Cosa rappresenta oggi il nostro paesaggio e, ancor di più, cosa ne sarà di esso domani? Se da una parte dobbiamo pensare alla tutela e valorizzazione di ciò che abbiamo, dobbiamo altrettanto pensare – proprio nell’ottica dello sviluppo sostenibile – al futuro e alla nostra visione di ciò che sarà, alla creazione di “nuova bellezza”: nel nostro modo di spostarci, di vivere e organizzare le nostre città e i nostri centri, nel nostro modo di produrre, crescere e soprattutto innovare, in tutti i campi. Più che un vincolo, l’ambiente e la sostenibilità sono l’occasione per creare, innovare, produrre bellezza. E’ quindi fondamentale che le nuove generazioni vengano incoraggiate non solo a conservare e tutelare, ma a trarre ispirazione e slancio creativo nel pensare al “nuovo”, al futuro e al loro sviluppo sostenibile.Per questi motivi il prossimo novembre centinaia di realtà – istituzioni, scuole, associazioni, imprese, fondazioni, università – daranno vita, sotto l’egida e il coordinamento della Commissione Nazionale Italiana per l’UNESCO, ad un ricco calendario di eventi in rete, i più diversi: convegni, laboratori, escursioni, mostre, giochi, spettacoli, dimostrazioni pratiche…

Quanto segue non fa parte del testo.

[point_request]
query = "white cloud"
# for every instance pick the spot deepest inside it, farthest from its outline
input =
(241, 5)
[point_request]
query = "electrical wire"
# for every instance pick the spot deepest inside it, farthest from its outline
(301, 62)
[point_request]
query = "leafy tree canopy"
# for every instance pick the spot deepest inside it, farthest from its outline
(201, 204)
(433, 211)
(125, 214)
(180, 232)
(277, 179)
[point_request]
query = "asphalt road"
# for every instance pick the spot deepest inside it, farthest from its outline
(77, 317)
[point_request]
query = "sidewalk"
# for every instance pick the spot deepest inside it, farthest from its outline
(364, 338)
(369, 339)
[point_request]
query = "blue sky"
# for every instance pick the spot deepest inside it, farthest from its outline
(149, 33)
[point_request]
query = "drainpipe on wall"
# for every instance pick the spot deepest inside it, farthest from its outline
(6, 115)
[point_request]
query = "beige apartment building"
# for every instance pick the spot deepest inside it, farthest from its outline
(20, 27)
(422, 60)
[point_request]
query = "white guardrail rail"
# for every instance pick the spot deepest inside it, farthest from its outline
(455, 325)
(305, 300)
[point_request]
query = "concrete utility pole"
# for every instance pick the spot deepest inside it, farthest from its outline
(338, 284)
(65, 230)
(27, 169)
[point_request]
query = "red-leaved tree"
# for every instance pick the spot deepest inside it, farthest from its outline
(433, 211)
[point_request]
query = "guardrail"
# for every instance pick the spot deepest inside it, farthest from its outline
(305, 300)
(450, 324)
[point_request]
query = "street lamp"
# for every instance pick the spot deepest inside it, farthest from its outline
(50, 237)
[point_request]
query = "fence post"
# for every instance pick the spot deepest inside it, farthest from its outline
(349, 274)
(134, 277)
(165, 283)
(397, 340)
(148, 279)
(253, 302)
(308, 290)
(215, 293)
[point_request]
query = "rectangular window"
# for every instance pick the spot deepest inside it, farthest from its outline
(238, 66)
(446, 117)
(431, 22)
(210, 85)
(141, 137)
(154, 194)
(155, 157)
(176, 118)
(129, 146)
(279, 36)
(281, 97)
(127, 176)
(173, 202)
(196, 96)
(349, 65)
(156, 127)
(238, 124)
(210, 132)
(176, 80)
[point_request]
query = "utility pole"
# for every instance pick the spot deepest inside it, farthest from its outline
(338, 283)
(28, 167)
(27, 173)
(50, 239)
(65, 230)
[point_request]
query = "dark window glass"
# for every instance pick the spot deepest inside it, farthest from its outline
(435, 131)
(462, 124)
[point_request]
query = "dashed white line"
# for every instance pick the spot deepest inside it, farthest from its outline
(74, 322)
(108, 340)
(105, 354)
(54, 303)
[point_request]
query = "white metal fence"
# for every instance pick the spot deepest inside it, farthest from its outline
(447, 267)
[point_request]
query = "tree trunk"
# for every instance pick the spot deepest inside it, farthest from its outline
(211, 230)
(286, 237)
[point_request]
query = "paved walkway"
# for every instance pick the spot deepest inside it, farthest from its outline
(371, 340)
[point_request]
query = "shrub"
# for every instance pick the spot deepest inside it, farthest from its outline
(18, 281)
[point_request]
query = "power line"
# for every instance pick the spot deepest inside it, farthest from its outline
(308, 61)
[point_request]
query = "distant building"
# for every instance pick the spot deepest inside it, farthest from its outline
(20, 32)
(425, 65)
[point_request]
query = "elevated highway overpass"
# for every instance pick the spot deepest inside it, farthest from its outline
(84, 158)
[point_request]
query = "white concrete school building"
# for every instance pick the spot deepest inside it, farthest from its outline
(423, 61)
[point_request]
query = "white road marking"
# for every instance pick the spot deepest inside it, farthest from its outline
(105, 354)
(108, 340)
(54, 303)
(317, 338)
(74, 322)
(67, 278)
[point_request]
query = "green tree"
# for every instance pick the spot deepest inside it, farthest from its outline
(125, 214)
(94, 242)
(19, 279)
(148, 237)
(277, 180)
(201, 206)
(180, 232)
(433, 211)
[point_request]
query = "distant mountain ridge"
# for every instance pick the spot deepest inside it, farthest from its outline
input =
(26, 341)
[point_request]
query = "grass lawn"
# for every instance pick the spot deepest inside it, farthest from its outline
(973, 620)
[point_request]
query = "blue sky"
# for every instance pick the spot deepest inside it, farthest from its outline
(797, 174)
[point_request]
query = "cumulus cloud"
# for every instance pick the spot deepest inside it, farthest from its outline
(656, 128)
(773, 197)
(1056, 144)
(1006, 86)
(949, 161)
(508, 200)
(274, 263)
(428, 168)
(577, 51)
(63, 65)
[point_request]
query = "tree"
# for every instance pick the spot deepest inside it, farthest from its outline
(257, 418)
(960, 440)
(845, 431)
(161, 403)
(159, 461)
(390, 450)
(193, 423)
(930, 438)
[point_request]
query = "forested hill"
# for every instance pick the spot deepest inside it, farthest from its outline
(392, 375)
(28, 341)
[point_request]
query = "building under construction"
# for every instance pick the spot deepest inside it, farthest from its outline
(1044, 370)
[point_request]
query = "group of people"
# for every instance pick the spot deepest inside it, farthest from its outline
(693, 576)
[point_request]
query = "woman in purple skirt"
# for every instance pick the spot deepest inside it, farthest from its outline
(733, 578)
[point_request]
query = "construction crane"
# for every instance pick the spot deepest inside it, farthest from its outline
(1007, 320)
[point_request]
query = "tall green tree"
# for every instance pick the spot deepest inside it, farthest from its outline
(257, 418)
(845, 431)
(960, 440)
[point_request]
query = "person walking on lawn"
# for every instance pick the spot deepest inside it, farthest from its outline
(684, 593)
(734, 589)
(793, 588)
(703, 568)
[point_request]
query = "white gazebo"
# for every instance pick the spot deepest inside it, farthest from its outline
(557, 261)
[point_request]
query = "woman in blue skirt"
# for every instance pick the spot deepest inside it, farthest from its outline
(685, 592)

La manifestazione sarà l’occasione per condividere competenze, sensibilità, conoscenze e capacità necessarie per salvaguardare il nostro ricco patrimonio culturale e naturale, nonché le risorse vitali per l’umanità. Tutti coloro che sono a vario livello impegnati nell’educazione alla sostenibilità sul territorio sono invitati ad aderire promuovendo iniziative da inserire nel programma nazionale.

La Settimana si inquadra nel “DESS” – Decennio dell’Educazione allo Sviluppo Sostenibile 2005 – 2014”, campagna mondiale proclamata dall’ONU e coordinata dall’UNESCO, allo scopo di diffondere valori, conoscenze e stili di vita orientati al rispetto del bene comune e delle risorse del pianeta. A scegliere il tema dell’anno è il Comitato nazionale DESS che si compone di tutte le principali realtà che operano a ogni livello in Italia per promuovere la “cultura della sostenibilità”: istituzioni, associazioni, rappresentanze socio-economiche, ONG, centri di ricerca e formazione, reti di scuole, agenzie ambientali.

Le precedenti edizioni della Settimana di Educazione allo Sviluppo Sostenibile sono state dedicate ai temi dell’Energia (2006), dei Cambiamenti Climatici (2007), della Riduzione e Riciclaggio dei Rifiuti (2008) e della Città e Cittadinanza (2009), della Mobilità Sostenibile (2010) dell’Acqua (2011), dell’Alimentazione (2012) ed hanno avuto uno straordinario e crescente successo di partecipazione, fino alle oltre 800 iniziative del 2012.

La Commissione Nazionale Italiana per l’UNESCO confida nel massimo coinvolgimento e nell’azione sinergica di tutte le sedi che, anche a livello informale, contribuiscono a formare i valori e i comportamenti della nostra società verso la sensibilità ai temi della sostenibilità e dell’ambiente.